By: Larry MacDonald
In his blog post, “Looking for Mr. Goodnews,” MoneySense editor Ian McGugan remarks on how he finds most economic and stock market commentary of not much value, except for a handful of individuals who have proven themselves over time. As it turns out, all of the latter are currently bearish on the economy and stock market.
But he needs to find a Mr. Goodnews for a story he is working on in MoneySense magazine, i.e. i) someone who has good track record, ii) is currently bullish, and iii) believes in a V-shaped recovery. So he puts out a request in his blog to readers: do you know of such a prognosticator?
An obvious candidate is Lakshman Achuthan of the Economic Cycle Research Institute (ECRI). His firm enjoys a reputation for having some of the best leading economic indicators around. The Economist magazine said in 2005: “ECRI is perhaps the only organization to give advance warning of each of the past three recessions; just as impressive, it has never issued a false alarm.” The IMF also said in 2005: “ECRI has had a very stellar record.

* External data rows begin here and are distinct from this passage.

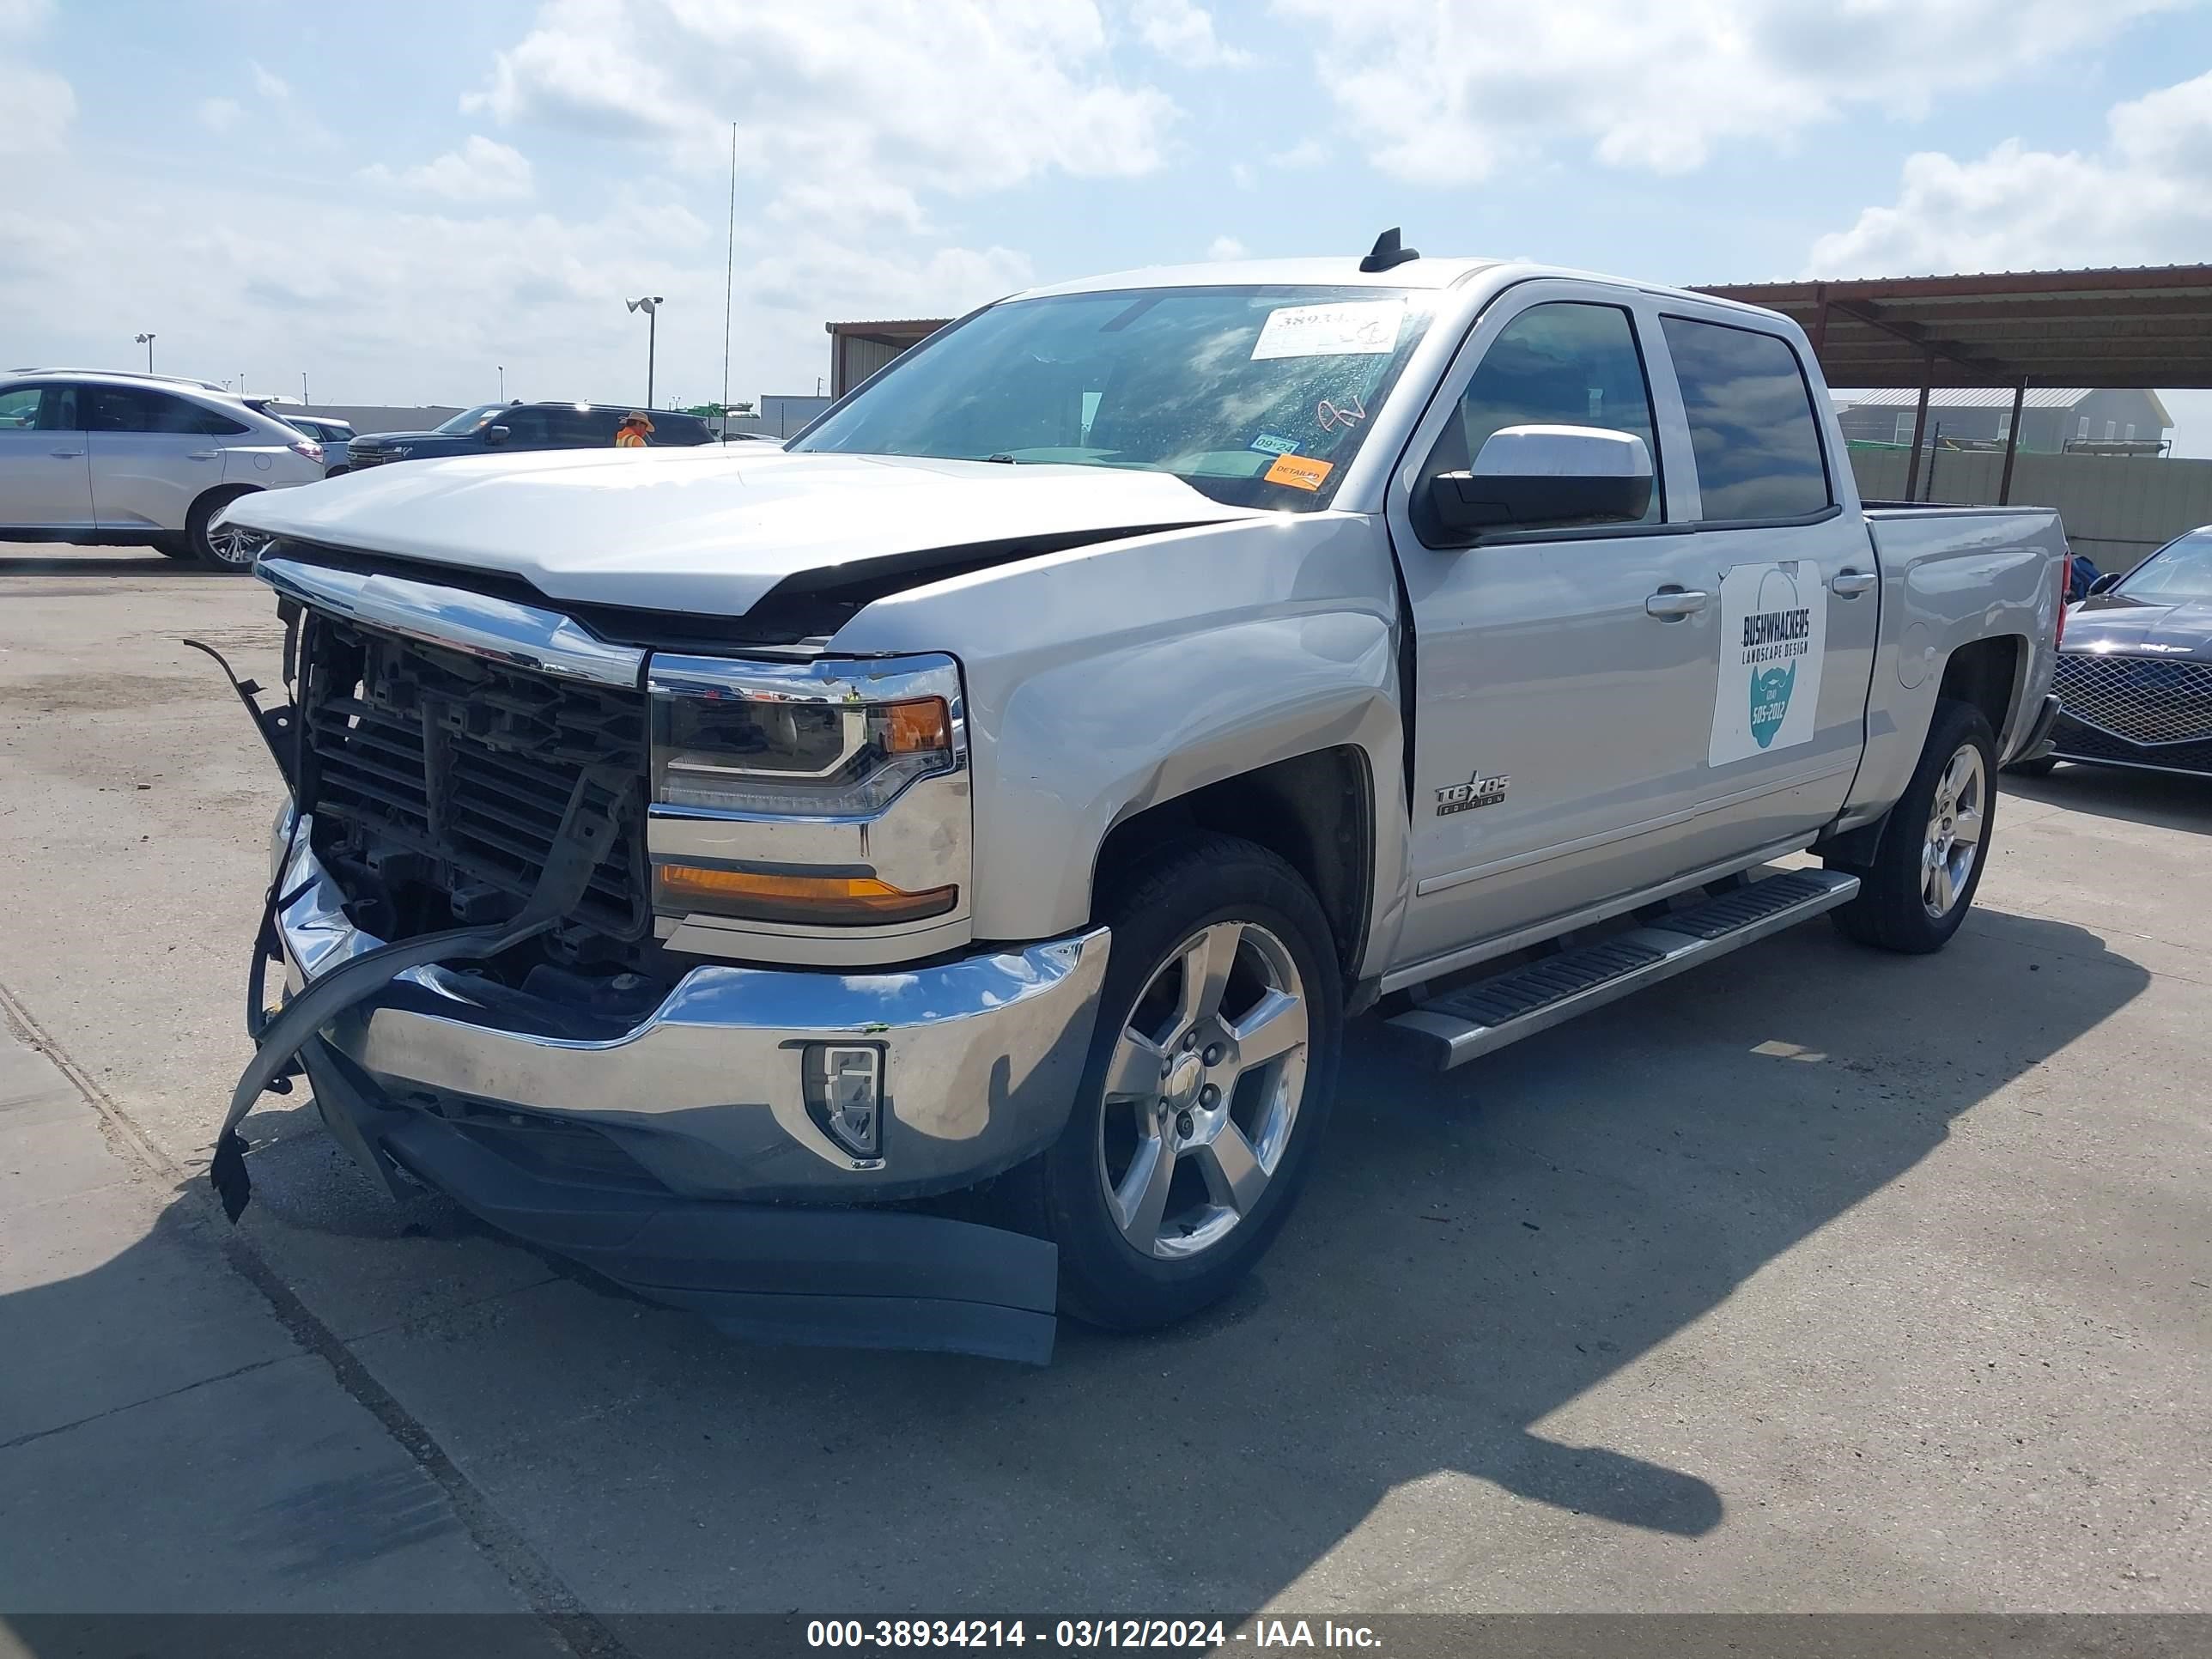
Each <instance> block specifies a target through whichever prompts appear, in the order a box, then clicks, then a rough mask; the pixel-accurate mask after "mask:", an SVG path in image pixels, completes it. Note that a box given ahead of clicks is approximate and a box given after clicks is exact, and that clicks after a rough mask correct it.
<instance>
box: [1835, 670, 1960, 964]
mask: <svg viewBox="0 0 2212 1659" xmlns="http://www.w3.org/2000/svg"><path fill="white" fill-rule="evenodd" d="M1969 750H1971V752H1973V776H1975V779H1978V792H1975V794H1978V801H1975V810H1978V814H1980V816H1978V823H1975V838H1973V841H1971V843H1969V845H1971V856H1969V858H1966V860H1964V869H1960V867H1958V860H1951V858H1947V860H1944V865H1947V874H1944V876H1942V878H1940V885H1938V887H1936V896H1933V898H1931V894H1929V883H1931V863H1929V847H1931V834H1933V832H1936V827H1938V823H1944V825H1962V823H1964V814H1962V812H1960V814H1949V812H1947V814H1938V812H1936V803H1938V790H1940V787H1944V785H1947V774H1951V776H1955V774H1953V763H1958V761H1960V757H1962V754H1966V752H1969ZM1995 776H1997V739H1995V734H1993V732H1991V730H1989V721H1986V719H1984V717H1982V710H1978V708H1975V706H1973V703H1960V701H1955V699H1949V697H1944V699H1938V703H1936V714H1933V719H1931V721H1929V739H1927V748H1922V750H1920V765H1918V768H1913V779H1911V783H1907V785H1905V794H1902V796H1900V799H1898V803H1896V805H1893V807H1891V810H1889V816H1887V818H1885V823H1882V834H1880V838H1878V841H1876V847H1874V863H1871V865H1836V863H1832V865H1829V867H1832V869H1838V867H1840V869H1849V872H1851V874H1856V876H1858V880H1860V887H1858V896H1856V898H1854V900H1851V902H1849V905H1845V907H1840V909H1834V911H1829V916H1834V918H1836V927H1838V929H1840V931H1843V936H1845V938H1851V940H1858V942H1860V945H1874V947H1876V949H1882V951H1902V953H1907V956H1927V953H1929V951H1940V949H1942V947H1944V945H1949V942H1951V936H1953V933H1955V931H1958V929H1960V922H1964V920H1966V911H1969V909H1971V907H1973V894H1975V889H1978V887H1980V885H1982V872H1984V869H1986V867H1989V838H1991V834H1993V832H1995V807H1997V790H1995ZM1960 805H1964V792H1962V794H1960ZM1955 845H1958V843H1955V841H1947V843H1944V847H1947V852H1949V849H1955ZM1942 885H1949V902H1947V905H1942V907H1940V909H1938V900H1940V898H1942Z"/></svg>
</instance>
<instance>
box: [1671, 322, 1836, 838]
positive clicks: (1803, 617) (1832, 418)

In the week ending Aug. 14, ECRI’s Weekly Leading Index (for the U.S.) rose to a yearly high of 125.0 – and is growing at annualized rates not seen in 26 years, since July 29, 1983. “It is high time to break from the herd of pessimistic analysts, who will continue to bemoan economic weakness long after the Great Recession is history,” Achuthan told Reuters. He added that he expects the recovery to take hold at a stronger pace than any seen since the early 1980s.

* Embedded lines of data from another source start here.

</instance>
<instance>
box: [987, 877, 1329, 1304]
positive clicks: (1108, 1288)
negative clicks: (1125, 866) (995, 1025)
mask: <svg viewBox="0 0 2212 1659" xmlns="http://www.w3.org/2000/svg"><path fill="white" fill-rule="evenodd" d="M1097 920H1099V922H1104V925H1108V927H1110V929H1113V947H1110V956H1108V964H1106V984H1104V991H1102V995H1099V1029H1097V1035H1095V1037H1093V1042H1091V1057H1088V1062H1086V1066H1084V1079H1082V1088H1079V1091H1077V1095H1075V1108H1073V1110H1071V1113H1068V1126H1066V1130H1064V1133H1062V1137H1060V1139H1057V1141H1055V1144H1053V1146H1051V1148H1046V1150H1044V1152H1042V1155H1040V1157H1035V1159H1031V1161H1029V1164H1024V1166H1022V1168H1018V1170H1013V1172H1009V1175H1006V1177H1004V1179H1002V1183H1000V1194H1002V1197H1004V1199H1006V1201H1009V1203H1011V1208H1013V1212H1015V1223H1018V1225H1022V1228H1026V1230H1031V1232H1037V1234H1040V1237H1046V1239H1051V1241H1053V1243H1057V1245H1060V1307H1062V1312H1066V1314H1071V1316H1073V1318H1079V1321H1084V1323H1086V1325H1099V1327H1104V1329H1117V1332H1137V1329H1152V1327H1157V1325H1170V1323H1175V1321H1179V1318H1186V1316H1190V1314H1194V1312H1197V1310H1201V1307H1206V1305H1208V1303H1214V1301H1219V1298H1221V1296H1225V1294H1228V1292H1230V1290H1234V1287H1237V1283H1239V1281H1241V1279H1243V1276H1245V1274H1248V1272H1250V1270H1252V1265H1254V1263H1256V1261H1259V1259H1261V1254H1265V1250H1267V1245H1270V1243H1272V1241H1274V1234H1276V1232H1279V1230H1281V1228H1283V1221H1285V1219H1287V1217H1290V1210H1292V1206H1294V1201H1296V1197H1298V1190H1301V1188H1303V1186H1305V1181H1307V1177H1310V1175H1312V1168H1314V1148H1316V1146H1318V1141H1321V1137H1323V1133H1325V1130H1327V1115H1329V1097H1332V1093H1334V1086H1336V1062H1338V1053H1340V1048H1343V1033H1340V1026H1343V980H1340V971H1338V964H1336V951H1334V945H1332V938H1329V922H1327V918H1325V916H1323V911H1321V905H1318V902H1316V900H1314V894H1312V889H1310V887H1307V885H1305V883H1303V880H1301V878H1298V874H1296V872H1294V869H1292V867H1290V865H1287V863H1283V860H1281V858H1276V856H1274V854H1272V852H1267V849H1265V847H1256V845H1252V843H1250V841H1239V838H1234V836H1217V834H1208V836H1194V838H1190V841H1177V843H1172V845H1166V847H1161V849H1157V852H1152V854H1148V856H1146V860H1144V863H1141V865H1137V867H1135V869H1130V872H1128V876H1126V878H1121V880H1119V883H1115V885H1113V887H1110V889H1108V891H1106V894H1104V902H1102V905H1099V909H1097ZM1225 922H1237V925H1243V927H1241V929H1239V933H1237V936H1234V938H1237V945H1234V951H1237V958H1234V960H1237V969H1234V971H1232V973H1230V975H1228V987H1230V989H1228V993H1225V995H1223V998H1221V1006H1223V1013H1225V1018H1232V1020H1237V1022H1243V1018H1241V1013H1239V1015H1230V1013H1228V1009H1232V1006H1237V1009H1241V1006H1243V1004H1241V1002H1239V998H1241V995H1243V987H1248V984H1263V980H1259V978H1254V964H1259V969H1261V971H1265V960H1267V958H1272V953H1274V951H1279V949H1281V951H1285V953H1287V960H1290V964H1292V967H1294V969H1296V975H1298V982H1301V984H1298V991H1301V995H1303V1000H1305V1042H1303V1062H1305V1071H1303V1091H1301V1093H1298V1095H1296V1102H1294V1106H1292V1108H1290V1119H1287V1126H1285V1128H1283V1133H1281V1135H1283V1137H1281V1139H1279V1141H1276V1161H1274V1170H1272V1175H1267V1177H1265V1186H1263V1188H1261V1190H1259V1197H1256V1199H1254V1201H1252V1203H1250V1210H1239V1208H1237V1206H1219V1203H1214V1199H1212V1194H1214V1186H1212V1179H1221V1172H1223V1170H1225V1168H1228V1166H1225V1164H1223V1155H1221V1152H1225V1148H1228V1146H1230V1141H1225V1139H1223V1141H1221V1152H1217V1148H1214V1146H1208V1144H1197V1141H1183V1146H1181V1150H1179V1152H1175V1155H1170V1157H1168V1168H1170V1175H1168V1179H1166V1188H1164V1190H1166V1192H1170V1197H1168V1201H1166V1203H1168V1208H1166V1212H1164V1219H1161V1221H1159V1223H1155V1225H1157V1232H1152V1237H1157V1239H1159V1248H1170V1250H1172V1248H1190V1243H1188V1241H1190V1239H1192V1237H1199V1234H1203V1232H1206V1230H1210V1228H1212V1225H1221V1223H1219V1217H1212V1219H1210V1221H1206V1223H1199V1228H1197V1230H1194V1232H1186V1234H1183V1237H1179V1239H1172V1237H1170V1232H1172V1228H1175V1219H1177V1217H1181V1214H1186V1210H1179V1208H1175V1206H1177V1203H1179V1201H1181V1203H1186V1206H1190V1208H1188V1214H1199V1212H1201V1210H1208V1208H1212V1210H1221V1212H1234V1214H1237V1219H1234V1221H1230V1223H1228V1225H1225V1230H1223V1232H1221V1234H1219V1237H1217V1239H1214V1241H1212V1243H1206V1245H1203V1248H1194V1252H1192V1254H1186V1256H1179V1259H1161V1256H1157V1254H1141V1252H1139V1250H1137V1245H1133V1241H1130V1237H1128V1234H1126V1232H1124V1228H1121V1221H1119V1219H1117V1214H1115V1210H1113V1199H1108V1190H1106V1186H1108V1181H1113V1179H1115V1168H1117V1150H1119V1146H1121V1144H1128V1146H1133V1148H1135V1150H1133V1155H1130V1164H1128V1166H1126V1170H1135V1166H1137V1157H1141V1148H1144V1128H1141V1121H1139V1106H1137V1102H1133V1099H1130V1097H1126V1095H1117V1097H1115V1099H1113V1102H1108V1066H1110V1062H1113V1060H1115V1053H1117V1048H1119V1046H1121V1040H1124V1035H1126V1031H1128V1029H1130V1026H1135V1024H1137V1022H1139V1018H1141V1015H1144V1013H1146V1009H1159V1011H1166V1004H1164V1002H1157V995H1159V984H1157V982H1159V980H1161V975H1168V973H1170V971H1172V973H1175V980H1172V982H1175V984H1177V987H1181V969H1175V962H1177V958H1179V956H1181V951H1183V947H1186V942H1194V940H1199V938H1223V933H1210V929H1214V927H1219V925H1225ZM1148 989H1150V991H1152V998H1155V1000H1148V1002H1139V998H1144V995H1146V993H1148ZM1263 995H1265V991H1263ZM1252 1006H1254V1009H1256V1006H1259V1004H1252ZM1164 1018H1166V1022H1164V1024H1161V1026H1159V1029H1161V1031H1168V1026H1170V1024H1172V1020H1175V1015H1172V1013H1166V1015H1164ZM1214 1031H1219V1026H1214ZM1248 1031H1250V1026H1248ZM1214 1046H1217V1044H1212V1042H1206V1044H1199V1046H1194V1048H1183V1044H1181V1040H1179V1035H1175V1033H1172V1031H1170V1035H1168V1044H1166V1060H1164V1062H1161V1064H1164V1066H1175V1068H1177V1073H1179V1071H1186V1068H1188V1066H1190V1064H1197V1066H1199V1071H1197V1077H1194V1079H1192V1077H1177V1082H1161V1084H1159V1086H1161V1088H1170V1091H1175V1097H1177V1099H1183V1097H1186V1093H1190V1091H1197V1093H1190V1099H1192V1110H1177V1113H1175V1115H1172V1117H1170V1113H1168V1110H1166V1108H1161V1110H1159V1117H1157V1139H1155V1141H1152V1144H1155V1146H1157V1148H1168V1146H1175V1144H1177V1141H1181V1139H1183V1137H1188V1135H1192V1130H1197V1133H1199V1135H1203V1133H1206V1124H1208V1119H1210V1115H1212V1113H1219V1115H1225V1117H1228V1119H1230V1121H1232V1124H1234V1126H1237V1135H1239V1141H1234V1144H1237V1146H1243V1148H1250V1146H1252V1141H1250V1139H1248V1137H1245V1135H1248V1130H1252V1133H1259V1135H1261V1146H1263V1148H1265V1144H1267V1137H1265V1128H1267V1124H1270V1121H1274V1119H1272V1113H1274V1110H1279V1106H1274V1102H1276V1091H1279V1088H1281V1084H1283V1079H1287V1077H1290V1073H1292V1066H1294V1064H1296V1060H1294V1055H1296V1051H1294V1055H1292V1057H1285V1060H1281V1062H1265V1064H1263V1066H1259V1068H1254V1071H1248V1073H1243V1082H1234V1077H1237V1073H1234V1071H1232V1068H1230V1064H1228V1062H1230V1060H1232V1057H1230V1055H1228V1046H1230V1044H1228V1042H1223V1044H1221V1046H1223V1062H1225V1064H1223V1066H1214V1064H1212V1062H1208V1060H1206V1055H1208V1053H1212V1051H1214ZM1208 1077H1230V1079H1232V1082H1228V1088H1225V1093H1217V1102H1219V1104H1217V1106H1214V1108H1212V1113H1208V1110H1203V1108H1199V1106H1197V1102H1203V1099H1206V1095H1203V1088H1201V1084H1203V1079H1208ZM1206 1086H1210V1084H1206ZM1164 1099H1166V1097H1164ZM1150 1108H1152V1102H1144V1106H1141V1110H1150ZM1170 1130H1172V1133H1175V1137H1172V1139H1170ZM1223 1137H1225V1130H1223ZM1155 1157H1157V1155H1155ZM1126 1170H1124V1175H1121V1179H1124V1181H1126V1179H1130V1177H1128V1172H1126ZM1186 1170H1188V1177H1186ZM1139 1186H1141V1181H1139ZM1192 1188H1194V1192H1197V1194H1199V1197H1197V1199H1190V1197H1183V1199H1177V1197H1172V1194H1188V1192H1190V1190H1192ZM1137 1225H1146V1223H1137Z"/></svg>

2 Responses to “ Mr. Goodnews’ V-shaped recovery ”
Hope he’s right. Reminds me of a guy who keeps a running score of the accuracy of US stock market forecasters at http://cxoadvisory.com/gurus/. The average and the median are both under 50% accuracy and the worst seem to be contrary indicators. That the top forecaster is only 62% accurate is a telling number.
By CanadianInvestor on Aug 27, 2009
CI
ECRI just forecasts the direction of the economy (not stock markets) and have had some success in calling recessions and recoveries — as the quotes from Economist and IMF indicate. Of course, that doesn’t necessarily mean they will be right this time around.